Dubai trouble rattles Asian markets, building and banking shares plunge
News that Dubai's government-owned investment company, Dubai World, was asking to delay paying back $60 billion in debt, triggered a wave of heavy losses for banks and other companies with investments in the region. Dubai has been on a massive spending spree, investing in construction and development that has transformed this desert locale into a financial and tourism center. Recent additions to the landscape include the gravity-defying Burj Dubai, intended to be the tallest building in world and slated to be completed this January, and a mall with an indoor ski resort.

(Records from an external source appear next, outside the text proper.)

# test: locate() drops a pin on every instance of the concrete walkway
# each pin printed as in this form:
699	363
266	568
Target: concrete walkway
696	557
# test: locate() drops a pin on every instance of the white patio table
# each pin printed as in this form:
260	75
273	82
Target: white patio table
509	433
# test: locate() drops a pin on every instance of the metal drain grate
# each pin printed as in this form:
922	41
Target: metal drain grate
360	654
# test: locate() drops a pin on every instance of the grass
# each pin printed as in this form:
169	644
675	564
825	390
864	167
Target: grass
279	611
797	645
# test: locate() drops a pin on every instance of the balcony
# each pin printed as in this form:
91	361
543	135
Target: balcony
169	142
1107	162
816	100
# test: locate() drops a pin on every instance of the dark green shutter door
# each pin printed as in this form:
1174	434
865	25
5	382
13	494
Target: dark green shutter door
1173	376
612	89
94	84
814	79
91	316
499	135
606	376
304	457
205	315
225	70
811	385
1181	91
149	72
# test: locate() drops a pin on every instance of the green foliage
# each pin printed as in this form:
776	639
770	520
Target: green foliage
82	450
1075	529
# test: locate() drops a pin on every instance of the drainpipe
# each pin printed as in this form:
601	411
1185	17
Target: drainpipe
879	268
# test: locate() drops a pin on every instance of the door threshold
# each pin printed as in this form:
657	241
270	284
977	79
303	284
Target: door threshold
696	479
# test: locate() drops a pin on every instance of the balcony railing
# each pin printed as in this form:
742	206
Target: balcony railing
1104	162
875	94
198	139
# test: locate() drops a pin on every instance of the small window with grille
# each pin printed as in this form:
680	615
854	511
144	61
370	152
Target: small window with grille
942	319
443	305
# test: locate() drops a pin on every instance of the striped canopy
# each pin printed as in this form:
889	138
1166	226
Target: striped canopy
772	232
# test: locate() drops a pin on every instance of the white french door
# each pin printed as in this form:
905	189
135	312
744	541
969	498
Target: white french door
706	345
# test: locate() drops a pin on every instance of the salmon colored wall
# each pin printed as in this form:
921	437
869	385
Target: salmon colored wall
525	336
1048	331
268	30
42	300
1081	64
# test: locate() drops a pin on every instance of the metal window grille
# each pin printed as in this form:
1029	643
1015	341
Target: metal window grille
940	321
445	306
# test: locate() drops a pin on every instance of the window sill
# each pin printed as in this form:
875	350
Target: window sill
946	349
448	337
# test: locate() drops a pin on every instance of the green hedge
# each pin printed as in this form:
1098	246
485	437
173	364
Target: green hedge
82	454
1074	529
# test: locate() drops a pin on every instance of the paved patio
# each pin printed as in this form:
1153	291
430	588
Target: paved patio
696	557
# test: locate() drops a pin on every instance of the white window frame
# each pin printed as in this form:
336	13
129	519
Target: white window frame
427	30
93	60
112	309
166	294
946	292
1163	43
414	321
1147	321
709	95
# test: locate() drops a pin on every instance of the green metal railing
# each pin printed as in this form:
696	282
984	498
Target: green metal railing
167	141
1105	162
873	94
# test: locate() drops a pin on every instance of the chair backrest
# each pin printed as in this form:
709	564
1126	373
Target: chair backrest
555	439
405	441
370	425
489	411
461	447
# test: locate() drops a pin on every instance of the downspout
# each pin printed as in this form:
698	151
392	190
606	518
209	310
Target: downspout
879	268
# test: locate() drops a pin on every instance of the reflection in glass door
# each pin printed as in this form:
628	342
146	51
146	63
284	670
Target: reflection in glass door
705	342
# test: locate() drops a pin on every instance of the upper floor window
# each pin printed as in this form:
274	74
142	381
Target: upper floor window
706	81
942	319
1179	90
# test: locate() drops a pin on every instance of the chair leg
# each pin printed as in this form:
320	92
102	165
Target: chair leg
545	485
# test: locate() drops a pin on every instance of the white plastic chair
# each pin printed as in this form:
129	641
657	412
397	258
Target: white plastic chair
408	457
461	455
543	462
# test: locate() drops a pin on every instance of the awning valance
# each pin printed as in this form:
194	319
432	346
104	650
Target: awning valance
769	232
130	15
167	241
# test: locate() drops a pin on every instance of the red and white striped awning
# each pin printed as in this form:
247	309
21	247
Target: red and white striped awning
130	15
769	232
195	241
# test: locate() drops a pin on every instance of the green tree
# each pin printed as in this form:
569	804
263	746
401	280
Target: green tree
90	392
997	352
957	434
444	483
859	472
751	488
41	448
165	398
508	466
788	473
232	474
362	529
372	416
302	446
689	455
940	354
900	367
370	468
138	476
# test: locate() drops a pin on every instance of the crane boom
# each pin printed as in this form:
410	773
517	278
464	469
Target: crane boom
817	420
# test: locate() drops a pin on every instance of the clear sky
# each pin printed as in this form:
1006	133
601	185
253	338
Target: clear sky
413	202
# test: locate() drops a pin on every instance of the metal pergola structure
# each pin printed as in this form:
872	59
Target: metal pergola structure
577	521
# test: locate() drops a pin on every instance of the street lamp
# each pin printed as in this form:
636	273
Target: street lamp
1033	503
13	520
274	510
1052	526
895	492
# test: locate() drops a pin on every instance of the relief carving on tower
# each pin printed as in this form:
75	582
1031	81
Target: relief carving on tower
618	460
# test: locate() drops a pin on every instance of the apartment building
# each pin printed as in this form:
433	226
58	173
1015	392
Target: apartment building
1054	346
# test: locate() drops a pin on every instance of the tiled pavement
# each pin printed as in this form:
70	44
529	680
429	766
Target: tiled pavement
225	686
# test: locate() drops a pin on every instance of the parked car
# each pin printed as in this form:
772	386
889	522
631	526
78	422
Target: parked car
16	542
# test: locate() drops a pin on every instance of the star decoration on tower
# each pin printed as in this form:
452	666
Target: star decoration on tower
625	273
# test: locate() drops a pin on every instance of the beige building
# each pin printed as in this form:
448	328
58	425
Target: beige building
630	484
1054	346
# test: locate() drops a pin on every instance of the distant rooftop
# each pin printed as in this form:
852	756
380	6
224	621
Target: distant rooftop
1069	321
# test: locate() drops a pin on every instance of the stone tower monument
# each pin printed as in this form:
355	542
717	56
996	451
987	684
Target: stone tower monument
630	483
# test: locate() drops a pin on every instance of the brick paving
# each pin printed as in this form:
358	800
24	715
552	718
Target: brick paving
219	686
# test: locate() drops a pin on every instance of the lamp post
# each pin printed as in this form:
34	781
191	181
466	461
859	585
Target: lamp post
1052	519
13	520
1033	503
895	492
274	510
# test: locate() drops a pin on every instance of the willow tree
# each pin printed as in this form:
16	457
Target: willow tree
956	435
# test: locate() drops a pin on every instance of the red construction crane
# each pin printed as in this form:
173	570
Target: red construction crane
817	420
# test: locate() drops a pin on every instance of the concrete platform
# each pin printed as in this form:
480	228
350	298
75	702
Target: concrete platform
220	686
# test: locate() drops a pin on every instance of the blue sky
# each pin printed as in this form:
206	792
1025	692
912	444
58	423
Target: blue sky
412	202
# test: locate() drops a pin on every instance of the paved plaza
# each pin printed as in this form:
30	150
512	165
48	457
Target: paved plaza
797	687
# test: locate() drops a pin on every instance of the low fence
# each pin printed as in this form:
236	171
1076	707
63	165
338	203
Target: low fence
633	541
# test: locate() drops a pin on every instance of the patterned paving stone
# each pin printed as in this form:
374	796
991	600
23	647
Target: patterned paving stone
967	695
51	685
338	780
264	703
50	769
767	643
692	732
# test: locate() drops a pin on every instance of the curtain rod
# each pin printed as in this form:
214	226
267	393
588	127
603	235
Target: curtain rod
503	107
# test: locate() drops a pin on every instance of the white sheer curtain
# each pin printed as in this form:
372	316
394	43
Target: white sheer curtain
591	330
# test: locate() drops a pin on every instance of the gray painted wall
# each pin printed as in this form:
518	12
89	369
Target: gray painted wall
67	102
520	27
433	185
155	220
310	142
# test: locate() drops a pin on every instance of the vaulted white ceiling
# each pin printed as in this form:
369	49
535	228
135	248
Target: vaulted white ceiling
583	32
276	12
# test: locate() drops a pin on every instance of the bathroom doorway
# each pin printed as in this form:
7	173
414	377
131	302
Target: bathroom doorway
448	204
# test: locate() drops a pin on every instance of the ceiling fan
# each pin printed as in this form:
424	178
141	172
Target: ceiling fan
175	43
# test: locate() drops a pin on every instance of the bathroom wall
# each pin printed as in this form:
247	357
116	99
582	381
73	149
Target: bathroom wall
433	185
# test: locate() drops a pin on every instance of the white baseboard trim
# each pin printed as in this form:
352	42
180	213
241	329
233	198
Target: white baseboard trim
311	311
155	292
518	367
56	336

Japanese building companies involved with the region's development suffered massive losses as investors worried that construction projects would halt and payments could be deferred. Two companies that had won contracts to construct the Dubai rail system were among the worst hit Japanese stocks, despite their claim that they have no exposure to Dubai World. Obayashi Corp. (OBYCF) plunged 8.7% and Kajima Corp. (KAJMF) lost a whopping 14.3%.
Meanwhile, Japan's Taisei Corp. (TISCF), which was contracted to build the underwater tunnel connecting the manmade, palm-shaped island of Palm Jumeirah with the mainland, tumbled 7.1%. and Shimizu Corp., a building company contracted to build luxury homes in Palm Jumierah fell 4%. Both firms were contracted by Dubai property company Nakheel Properties, an arm of Duabai World that's in charge of developing Palm Jumeirah. Nakheel has proclaimed the development the eighth wonder of the world.
Japanese banks that had lent heavily to the Dubai government in recent years suffered huge losses today. Mizuho Financial (MFG) plunged 3.3%, Sumitomo Mitsui (SMFJY) fell 3.7% and Mitsubishi UFJ (MTU) shed 2.2%.
To add to the banking woes, the sinking price of oil drove Hong Kong-listed shares of China's offshore oil giant Cnooc (CEO) down 5.3% and PetroChina (PTR) down 5%. Meanwhile in China, falling commodity prices sent Jiangxi Copper (JIXAY) plunging 8.7% and Aluminum Corp. of China (ACH) down 4.3%.
Damage from the Dubai debacle extended to the Hong Kong market where HSBC (HBC), a Dubai World lender, sank 7.6% and Standard Chartered (SCBFF), also a creditor, plunged 8.6%. Shares in Chinese banks, already under pressure from Chinese regulators demanding they hold adequate amounts of cash, slid even further. Industrial & Commercial Bank of China (ICDBF) dropped 5.3% and Bank of China (BACHY) slumped 5.1%.
Just as the global economy seemed to be on the mend, fears of a massive default like this could deliver even more financial pain.